Über US-Präsident Obama schwebt bereits der Schatten der "lahmen Ente"

Von Max Böhnel, New York *

In seiner Ansprache zur Lage der Nation konzentrierte sich USA-Präsident Barack Obama auf die Wirtschafts- und Sozialpolitik. Den Kongress forderte er dabei zu einem »Jahr der Taten« auf.

Die Regierungserklärung, die Obama am Dienstagabend (Ortszeit) vor Senatoren und Kongressabgeordneten abgab, dauerte über eine Stunde. Etwa 50 Millionen US-Amerikaner verfolgten sie live im Fernsehen mit. Er sei stark daran interessiert, mit den beiden Kammern des Parlaments zusammenzuarbeiten. Falls diese Kooperation nicht in Gang komme, werde er seine Vorstellungen wo immer möglich im Alleingang mit Präsidialverordnungen durchdrücken, kündigte Obama an. Es gehe ihm um das Wachstum von Wirtschaft und der Mittelschicht sowie neue Aufstiegsmöglichkeiten. »Einige Vorschläge erfordern parlamentarisches Handeln«, sagte Obama, »aber Amerika steht nicht still und ich auch nicht.« Er werde nötigenfalls »Schritte ohne Gesetzgebung unternehmen«.

Obama leitet sein sechstes Amtsjahr ein und hat die Lähmung von gesetzgeberischen Initiativen zu befürchten. Bevor er sich zur »lame duck« (lahme Ente) wandelt, die die Regierungsgeschäfte nur noch aussitzt, will Obama also doch noch aktiv werden. Dabei präsentierte der USA-Präsident allerdings wenig Innovatives. Er sprach von der Schaffung neuer Arbeitsplätze, der ökologischen Umwandlung der Wirtschaft, einer Einwanderungsreform und einer Neuordnung des Steuerwesens.
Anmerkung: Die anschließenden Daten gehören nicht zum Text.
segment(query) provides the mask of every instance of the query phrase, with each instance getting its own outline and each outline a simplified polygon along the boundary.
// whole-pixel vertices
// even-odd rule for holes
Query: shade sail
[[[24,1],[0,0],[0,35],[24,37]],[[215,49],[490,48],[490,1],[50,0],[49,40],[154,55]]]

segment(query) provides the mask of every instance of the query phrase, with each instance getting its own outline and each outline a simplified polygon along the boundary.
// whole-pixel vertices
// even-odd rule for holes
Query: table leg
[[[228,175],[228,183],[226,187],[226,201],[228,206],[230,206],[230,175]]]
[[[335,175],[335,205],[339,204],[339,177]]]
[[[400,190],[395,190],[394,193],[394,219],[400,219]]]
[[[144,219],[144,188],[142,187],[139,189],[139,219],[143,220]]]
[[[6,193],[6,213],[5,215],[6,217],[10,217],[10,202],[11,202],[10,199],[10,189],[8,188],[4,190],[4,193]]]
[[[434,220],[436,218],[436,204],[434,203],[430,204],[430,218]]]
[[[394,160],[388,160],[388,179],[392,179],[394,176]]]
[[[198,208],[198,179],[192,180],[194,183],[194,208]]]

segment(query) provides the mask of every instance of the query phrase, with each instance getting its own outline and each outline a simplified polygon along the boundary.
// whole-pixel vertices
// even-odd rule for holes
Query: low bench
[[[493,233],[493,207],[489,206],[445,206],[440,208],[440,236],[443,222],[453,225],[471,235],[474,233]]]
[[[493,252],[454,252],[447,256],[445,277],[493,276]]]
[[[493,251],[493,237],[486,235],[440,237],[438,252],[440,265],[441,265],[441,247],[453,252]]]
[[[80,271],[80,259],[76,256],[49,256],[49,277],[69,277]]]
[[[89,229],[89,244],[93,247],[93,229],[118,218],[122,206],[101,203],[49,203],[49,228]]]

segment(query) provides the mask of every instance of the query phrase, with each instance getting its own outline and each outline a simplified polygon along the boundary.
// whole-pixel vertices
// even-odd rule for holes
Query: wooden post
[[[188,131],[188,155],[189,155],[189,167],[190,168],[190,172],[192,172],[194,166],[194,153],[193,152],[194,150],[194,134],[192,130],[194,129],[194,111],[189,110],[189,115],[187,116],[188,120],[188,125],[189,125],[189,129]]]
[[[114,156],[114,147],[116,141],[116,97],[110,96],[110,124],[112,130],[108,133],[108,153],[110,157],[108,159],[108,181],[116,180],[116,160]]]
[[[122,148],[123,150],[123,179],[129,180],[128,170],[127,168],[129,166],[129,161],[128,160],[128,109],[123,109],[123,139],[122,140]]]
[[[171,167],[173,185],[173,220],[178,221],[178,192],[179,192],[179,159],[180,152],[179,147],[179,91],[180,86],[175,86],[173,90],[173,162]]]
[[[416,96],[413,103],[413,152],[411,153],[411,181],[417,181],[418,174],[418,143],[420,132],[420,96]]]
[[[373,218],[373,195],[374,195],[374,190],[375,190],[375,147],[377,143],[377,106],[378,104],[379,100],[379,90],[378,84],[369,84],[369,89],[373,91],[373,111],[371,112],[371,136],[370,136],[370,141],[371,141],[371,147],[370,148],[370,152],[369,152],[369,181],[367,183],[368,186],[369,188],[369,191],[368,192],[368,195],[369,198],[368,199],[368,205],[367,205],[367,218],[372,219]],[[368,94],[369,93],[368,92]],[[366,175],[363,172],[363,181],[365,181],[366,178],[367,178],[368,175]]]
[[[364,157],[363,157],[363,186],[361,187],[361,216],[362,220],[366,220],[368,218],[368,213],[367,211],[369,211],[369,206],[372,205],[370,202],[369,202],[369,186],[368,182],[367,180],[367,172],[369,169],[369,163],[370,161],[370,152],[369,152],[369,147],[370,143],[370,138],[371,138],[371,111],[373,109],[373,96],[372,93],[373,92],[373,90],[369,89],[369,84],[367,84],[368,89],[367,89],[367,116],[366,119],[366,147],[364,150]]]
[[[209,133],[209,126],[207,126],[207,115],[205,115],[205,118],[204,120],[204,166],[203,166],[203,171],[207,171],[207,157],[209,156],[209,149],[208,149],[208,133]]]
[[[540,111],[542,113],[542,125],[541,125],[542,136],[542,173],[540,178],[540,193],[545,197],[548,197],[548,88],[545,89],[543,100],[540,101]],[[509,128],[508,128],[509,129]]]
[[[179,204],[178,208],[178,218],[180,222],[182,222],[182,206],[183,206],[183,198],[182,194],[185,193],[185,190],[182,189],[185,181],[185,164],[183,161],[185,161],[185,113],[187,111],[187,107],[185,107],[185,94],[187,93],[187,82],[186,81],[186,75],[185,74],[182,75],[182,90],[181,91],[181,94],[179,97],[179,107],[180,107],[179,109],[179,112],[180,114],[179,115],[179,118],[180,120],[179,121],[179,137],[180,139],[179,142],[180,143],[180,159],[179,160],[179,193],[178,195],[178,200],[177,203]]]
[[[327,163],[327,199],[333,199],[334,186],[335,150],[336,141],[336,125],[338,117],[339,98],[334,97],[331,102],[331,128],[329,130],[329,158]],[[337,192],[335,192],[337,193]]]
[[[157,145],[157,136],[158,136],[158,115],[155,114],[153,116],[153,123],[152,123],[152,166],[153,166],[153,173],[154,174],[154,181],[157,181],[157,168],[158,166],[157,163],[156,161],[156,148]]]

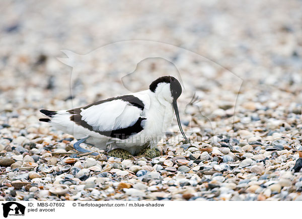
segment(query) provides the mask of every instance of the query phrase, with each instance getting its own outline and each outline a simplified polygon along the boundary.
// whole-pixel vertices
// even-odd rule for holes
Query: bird
[[[145,90],[71,110],[41,110],[40,112],[48,118],[39,121],[72,135],[78,140],[73,148],[79,152],[90,152],[80,146],[85,143],[106,152],[121,149],[135,156],[146,147],[157,147],[175,113],[181,134],[192,145],[179,117],[177,100],[182,91],[176,78],[164,76],[153,81]]]

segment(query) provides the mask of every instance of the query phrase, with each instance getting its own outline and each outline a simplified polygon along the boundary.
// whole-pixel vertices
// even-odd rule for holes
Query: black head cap
[[[170,84],[170,90],[172,96],[175,100],[181,94],[182,89],[181,85],[178,80],[174,77],[172,76],[164,76],[157,79],[150,84],[149,89],[152,92],[155,92],[155,90],[160,83],[167,83]]]

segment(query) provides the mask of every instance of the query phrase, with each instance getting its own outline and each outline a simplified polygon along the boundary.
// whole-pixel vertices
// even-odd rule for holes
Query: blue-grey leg
[[[84,139],[80,139],[79,141],[78,141],[77,142],[76,142],[74,144],[73,144],[73,148],[74,149],[77,150],[78,151],[79,151],[80,152],[83,152],[83,153],[91,152],[91,151],[89,151],[89,150],[86,150],[86,149],[84,149],[84,148],[82,148],[81,147],[80,147],[80,144],[85,143],[85,141],[86,141],[88,139],[88,138],[89,138],[89,137],[90,136],[87,137],[86,138],[84,138]],[[94,152],[94,153],[92,153],[91,154],[94,156],[97,156],[97,155],[99,155],[99,154],[96,152]]]

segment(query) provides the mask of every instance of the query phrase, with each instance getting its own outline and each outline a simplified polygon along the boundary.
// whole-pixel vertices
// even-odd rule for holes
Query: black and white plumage
[[[142,91],[70,110],[42,110],[40,112],[49,119],[40,121],[49,123],[77,139],[83,139],[79,144],[85,141],[106,151],[121,148],[135,155],[146,145],[151,148],[156,146],[171,125],[173,108],[181,132],[187,140],[181,127],[176,102],[181,92],[177,79],[164,76]]]

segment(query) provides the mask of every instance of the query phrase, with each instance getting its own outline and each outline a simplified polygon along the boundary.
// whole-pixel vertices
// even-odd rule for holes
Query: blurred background
[[[181,76],[181,118],[201,118],[193,127],[219,129],[224,118],[232,129],[246,110],[300,112],[301,11],[298,0],[2,1],[1,120],[38,126],[41,108],[145,89],[167,74]],[[134,40],[159,43],[104,49]],[[84,61],[62,63],[62,50]],[[152,58],[127,65],[139,52]]]

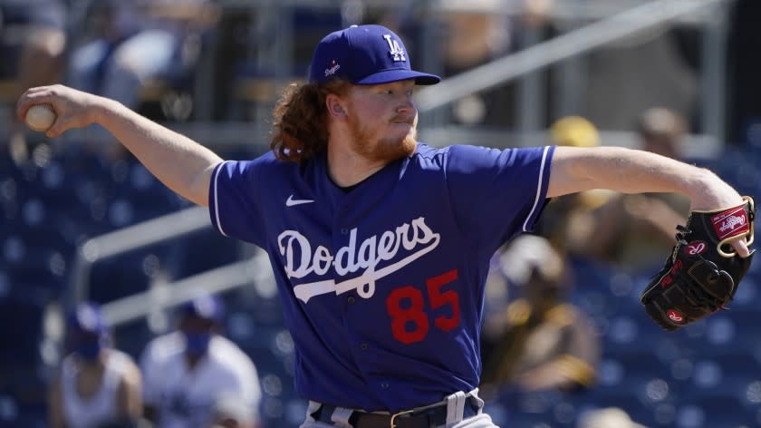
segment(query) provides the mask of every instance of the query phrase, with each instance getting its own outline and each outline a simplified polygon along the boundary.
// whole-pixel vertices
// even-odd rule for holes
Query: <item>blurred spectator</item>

Der Staatschef streifte sein Vorhaben, die Verfügbarkeit von Waffen einzuschränken und das Gefangenenlager Guantanamo zu schließen. Reformvorschläge in diesen Bereichen machen seit Obamas Amtsantritt die Runde – umgesetzt worden ist davon bisher keines.

Einen Teil seiner Rede nutzte der Präsident, um auf die wachsende soziale Ungleichheit hinzuweisen. Dabei bemühte er das von der »Occupy Wall Street«-Bewegung erfundene Bild vom immer reicher werdenden »1 Prozent«. Doch seine Reformvorstellungen zur »Stärkung der Mittelschicht und der arbeitenden Familien« blieben vage. Den Kongress forderte er auf, die nur für ein halbes Jahr geltende Arbeitslosenhilfe zu verlängern. Zwar erhöht Obama per Rechtsverordnung den Mindestlohn für Mitarbeiter des Bundes auf 10,10 Dollar pro Stunde. Doch die Steigerung begünstigt nur einen kleinen Teil dieser mehrheitlich weitaus besser bezahlten Auftragnehmer. Ansonsten blieb es bei der bloßen Aufforderung an den Kongress, den bundesweit geltenden Mindestlohn von 7,25 Dollar generell zu erhöhen.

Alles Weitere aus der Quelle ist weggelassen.